Donald Trump Reportedly Committed ‘Multiple Acts’ To Trigger Mysterious Whistleblower Complaint
As The Inquisitr reported last week, an intelligence agency official in August filed a whistleblower complaint that appeared to involve Donald Trump, and something the president had done that led the inspector general of the United States Intelligence Community to label the complaint “urgent.” But Trump-appointed Acting Director of National Intelligence Joseph Maguire has refused to hand the whistleblower’s information over to congressional investigators.

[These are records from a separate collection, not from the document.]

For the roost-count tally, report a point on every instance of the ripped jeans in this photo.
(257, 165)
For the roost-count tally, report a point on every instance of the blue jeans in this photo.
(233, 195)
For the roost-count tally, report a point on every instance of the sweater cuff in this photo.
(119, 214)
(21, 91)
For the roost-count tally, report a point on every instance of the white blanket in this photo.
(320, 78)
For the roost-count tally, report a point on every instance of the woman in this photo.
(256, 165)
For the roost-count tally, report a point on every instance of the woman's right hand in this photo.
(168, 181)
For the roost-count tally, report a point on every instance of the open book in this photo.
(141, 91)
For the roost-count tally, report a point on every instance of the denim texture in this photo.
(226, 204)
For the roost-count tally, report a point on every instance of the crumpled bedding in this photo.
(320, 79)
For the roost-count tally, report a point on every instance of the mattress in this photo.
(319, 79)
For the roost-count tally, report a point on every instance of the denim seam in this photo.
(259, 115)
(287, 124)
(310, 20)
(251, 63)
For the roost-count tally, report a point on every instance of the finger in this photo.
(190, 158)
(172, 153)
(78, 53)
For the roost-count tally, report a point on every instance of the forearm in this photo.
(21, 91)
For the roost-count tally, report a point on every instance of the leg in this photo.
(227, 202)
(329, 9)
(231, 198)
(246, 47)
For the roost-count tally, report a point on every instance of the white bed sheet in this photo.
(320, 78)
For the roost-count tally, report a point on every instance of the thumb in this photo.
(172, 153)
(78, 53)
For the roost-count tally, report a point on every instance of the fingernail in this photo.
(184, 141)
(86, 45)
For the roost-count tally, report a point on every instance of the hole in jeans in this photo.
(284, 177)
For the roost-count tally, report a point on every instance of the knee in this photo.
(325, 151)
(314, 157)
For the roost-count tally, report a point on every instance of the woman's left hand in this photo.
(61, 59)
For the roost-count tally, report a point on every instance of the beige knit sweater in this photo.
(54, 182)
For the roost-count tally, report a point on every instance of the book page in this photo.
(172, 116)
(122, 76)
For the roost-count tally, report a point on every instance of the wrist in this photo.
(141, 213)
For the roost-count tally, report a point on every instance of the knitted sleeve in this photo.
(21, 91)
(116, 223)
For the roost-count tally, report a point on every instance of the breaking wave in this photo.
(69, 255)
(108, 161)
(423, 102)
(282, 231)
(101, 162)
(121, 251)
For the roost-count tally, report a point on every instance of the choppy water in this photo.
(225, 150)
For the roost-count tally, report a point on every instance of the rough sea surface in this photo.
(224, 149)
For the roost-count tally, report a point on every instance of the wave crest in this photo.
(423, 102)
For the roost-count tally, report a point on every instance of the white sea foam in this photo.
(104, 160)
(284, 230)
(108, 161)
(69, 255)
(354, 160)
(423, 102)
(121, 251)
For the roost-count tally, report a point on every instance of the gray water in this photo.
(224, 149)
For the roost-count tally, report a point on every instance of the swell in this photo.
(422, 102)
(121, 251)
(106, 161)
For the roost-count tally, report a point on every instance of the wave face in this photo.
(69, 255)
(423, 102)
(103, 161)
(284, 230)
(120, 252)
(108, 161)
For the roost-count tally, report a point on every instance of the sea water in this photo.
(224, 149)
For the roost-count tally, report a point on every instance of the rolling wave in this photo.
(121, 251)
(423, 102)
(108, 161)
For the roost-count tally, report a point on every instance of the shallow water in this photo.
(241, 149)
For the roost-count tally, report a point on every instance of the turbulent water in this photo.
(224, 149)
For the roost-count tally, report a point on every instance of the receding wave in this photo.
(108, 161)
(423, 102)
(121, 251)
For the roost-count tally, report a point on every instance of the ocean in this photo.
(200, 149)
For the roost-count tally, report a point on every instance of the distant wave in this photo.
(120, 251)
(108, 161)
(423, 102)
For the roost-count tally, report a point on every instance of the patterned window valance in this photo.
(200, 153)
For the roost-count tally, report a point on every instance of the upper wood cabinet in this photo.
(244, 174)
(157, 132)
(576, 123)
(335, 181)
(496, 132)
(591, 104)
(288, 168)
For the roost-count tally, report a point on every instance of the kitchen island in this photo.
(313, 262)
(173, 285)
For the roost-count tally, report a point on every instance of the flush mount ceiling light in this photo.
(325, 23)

On Thursday, as The Inquisitr reported, media reports revealed that the complaint involved something that Trump had “promised” to Ukraine President Volodymyr Zelensky. That promise may have involved Trump’s attempt to force the Ukraine government to dig up damaging information on Democratic presidential frontrunner Joe Biden.
But later on Thursday, The New York Times published an even more stunning report, revealing that Trump’s “promise” to Zelensky was only one of several potential offenses committed by the president that led the still-unidentified whistleblower to file the complaint with the intelligence community’s inspector general.
Michael Atkinson, the inspector general, testified to Congress in a closed session on Thursday. But according to sources familiar with Atkinson’s testimony who spoke to The New York Times, testified that the whistleblower complaint “involved multiple actions” by Trump. But Atkinson refused to discuss the actual contents of the complaint, according to The Times.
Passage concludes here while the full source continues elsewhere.